[Saya tidak mengambil keuntungan materiil apa pun dalam pembuatan fanfiksi ini, semata-mata hanya untuk pelampiasan. AoMomo drabble. Ide random. Kadar alay dan nista khas penulis ditanggung sendiri oleh pembaca.]

.

"Wortel atau lobak?"

Daiki menumpu dagunya di atas pegangan troli, mengerutkan kening. "Wortel."

.

dinner plan

GinevraPutri

.

Kuroko No Basuke © Tadatoshi Fujimaki

.

"Tahu atau sawi putih?"

"Ingatkan aku, Satsuki, kenapa aku mau menemanimu belanja larut malam seperti orang kurang kerjaan begini?" Daiki menghela napas. "Salju sedang turun, sayang, kau mau suamimu ini mati beku atau bagaimana?"

Satsuki berbalik, mencekalkan tangan ke pinggang. "Masalahnya, kita belum makan malam, dan persediaan makanan di rumah habis. Kalau Dai-chan tidak mau kelaparan, kau harus membantuku memilih bahan masakan."

"Memangnya kau mau masak apa?" Daiki memutar mata bosan. "Lebih tepatnya, Satsuki, memangnya kau bisa masak?"

"Diam, Dai-chan."

"Kita makan di restoran seberang itu saja, bagaimana?"

"Tidak mau. Aku bosan makan ramen."

"Pesan yang lain."

"Makanan instan tidak baik untuk kesehatan janin."

"Memangnya kau hamil?"

"Ya semoga."

"Oke, semoga."

"Dai-chan," Satsuki kembali menyeloteh, tidak menggubris Daiki yang nyaris memeluk troli karena kedinginan. Bahkan cowok itu keheranan istrinya bisa tidak membeku di cuaca seperti ini. "Tahu atau sawi putih?"
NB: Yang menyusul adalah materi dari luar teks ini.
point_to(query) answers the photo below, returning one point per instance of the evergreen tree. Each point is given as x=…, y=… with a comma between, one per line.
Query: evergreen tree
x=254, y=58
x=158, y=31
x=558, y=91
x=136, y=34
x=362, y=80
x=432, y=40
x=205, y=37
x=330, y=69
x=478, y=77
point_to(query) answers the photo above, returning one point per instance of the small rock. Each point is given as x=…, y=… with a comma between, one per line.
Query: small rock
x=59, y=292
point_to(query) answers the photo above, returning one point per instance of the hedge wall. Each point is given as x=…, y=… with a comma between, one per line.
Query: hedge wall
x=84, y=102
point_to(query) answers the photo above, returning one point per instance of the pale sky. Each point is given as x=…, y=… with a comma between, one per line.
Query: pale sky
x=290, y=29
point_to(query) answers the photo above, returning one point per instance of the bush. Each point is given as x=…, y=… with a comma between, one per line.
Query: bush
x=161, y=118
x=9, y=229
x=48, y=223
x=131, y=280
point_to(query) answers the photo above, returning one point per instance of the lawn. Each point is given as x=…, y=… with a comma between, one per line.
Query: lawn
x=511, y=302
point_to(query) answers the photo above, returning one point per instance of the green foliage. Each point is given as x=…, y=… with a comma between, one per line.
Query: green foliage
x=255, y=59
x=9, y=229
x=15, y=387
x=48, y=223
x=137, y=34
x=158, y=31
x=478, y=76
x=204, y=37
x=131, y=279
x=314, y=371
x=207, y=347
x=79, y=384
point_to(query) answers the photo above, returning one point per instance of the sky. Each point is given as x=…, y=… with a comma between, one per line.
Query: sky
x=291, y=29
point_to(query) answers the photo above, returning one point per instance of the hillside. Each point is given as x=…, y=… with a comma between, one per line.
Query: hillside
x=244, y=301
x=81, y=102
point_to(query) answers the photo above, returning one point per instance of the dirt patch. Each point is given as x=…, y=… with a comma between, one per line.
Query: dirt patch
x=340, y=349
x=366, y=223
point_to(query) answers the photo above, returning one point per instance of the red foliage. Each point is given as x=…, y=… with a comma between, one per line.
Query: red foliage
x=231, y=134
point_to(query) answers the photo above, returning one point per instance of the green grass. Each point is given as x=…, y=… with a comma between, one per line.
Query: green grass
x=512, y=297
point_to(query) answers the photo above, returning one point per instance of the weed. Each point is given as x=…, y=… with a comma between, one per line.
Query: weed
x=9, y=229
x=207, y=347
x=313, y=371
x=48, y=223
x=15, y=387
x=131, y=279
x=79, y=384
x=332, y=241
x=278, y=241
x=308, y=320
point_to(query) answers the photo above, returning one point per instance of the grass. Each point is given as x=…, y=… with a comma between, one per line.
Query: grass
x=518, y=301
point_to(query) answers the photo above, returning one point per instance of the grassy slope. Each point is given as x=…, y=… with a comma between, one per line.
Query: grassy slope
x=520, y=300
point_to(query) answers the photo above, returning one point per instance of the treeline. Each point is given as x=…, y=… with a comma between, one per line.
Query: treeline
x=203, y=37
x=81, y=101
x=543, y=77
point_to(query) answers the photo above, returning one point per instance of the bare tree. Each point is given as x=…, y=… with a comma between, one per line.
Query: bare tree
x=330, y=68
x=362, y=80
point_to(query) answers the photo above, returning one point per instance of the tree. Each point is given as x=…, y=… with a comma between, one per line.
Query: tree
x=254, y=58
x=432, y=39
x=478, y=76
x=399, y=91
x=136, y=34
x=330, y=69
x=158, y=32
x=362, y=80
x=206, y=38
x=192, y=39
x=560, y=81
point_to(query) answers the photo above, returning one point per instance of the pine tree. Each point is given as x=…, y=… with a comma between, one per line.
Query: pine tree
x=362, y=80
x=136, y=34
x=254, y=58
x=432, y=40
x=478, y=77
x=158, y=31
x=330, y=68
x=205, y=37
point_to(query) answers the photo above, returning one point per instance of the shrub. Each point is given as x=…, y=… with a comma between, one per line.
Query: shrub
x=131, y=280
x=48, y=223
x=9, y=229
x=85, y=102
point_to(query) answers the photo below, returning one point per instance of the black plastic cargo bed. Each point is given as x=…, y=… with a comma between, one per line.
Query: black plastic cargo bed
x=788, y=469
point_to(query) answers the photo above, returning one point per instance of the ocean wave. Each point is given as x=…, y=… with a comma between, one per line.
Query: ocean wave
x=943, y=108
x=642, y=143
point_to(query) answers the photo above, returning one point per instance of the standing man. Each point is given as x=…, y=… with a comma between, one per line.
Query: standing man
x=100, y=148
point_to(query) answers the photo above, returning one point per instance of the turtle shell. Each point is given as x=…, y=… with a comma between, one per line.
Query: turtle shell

Ia menguap. "Terserah Satsuki saja."

"Aku kan tidak tahu Dai-chan suka sup yang bagaimana," Satsuki mendongkol, mengobrak-abrik sayuran di dalam mesin pendingin. "Kita baru menikah minggu lalu, kalau-kalau kau lupa."

"Oh, bagaimana aku bisa lupa?" Daiki mendengus. "Cuma istriku seorang yang ngotot setengah mati ingin belanja bahan sup di tengah salju begini."

"Jadi, tahu atau sawi putih, Dai-chan?"

Daiki menyerah. "Aku pilih kau saja, deh."

"Serius."

"Aku mau makan kau saja, Satsuki. Serius."

"Kau tidak akan kenyang." Satsuki mengerucutkan bibir.

Daiki mengangkat bahu. "Kau yang bakal kenyang."

Satu seringai diikuti satu dehaman.

"T-tadi pilih wortel, kan?"

"Tidak jadi," Daiki nyengir, menggosok-gosokkan kedua tangannya. "Pilih kau untuk makan malam."

"Dai-chan!"

"Katanya tadi semoga hamil."

Wajah Satsuki sudah berasap sekarang. "Kalau begitu kita pulang saja," omelnya pelan.

"Wah, buru-buru sekali, Satsuki." Daiki memainkan alisnya. "Sudah tidak sabar, ya?"

"Diam."

.

Pintu supermarket dua puluh empat jam ditutup semenit kemudian tanpa satu pun kantong plastik di tangan. Daiki menyampirkan lengannya di pundak Satsuki, sementara mereka berjalan pulang dengan arah sedikit memutar, mampir dulu ke apotek pertigaan.

.fin

susah sih kalo bawaannya otak udah cenderung bejat.-.